A NEW book explores the start-up revolution and changing attitudes towards work.

Brighton businessman Richard Hall is fascinated by the growing movement of individuals who want to start their own business.

Start-Ups, Pivots And Pop-Ups: How To Succeed By Creating Your Own Business is the latest book by the 75-year-old, who has a background in marketing and is now a communications consultant.

Richard wrote the book with entrepreneur Rachel Bell, who shares his vision about the start-up revolution.

Richard said: “The book is about freedom of spirit.

“Our obsession is with big companies, when it’s the smaller companies that are more interesting.”

Richard focused on three groups for the book, which features case studies on entrepreneurs from Brighton and beyond.

One of these groups is millennials, who Richard said are not interested in working the same way their parents did.

He said: “Training to be an accountant and then being set in a job for life sounds terrible to them.

“Seventy per cent of the young people I spoke to said they wanted to start their own business.”

Richard also interviewed women and older professionals who had become disillusioned with corporate life and wanted to start their own ventures, or were looking to change workplace culture.

He said: “After they have worked in good jobs and taken a break to start a family, a huge number of women often find they want to do their own thing as well.

“None of the people I spoke to were concerned about money, or becoming millionaires, they just want the freedom to be their own boss.”

Richard said he was blown away by the optimism, energy and the smartness of the people he spoke to, many of whom are in Brighton.

“In a report by HSBC a few years ago, Brighton was named the capital of the UK’s rebellious alternative economy, which I thought was brilliant.”

Case studies include Brighton Gin and the modern workspace company Platf9rm, which has offices in North Road in Brighton and at Hove Town Hall.

Richard said: “It’s fantastic.

“They’ve spent a lot on the image of the place, which is really important – you have to build somewhere that people want to spend the bulk of their time.”
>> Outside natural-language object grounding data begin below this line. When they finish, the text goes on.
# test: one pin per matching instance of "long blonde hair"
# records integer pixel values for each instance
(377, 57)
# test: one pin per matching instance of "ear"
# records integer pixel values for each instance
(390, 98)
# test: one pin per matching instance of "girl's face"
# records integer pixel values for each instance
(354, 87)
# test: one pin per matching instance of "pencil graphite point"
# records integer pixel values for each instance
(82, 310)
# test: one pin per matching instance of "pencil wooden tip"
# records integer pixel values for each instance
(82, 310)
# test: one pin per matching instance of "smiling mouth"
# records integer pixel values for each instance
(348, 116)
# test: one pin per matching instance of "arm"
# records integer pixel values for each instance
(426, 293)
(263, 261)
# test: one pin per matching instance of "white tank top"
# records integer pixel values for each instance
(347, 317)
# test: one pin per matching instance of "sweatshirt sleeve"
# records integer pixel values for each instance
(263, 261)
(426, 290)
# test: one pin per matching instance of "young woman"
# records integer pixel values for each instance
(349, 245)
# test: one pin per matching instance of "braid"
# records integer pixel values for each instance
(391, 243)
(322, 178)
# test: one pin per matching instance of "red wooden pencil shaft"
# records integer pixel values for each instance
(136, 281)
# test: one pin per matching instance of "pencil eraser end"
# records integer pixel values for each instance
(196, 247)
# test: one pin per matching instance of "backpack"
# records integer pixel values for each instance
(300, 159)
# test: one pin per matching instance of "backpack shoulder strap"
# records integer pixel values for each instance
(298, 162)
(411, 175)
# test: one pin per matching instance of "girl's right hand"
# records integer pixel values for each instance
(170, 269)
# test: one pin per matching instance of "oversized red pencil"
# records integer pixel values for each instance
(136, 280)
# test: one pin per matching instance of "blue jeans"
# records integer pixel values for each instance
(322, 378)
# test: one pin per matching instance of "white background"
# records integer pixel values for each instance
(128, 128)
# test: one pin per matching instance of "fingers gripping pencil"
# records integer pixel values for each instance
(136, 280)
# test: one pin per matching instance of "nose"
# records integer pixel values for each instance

Richard believes Brighton has an appetite for growth, and said it is significant the city has so many successful restaurants.

“We have 23 restaurants in the Good Food Guide this year.

“Restaurants matter because they are by definition start-ups – they start from nothing, and usually have to change direction at some point.

“To survive as a restaurant you have to be doing something right.”

One of the food businesses Richard admires in the city is The Sussex Peasant – the mobile farm shop which sells organic vegetables out of a horse box.

“It’s great to see businesses like that developing,” he said.

“I want to retire gracefully and watch a new generation who are running businesses with craft and skill, and not just to make a fast buck, like Uber for example.

“That attitude is part of the alpha male past, which I hope we have gone beyond.”

Women are a driving force in that change, according to Richard.

One of the entrepreneurs he interviewed is Poppy Szkiler, who started Quiet Mark, an approval award programme which encourages companies to prioritise noise reduction in the design of machines and appliances.

“The beauty was in her belief of what she’s doing. Her idea has now been built into a movement.

“If you go to John Lewis, the quiet products are identified.

Against the backdrop of Brexit and negative economic predictions, Richard believes it is more important than ever for small, creative businesses to be able to flourish.

He said: “If more of the world was like the North Laine and less like a business park, we would be in a better place.

“I would rather a nation of shopkeepers than a nation of bankers.”

The book is available on Amazon for £10.49.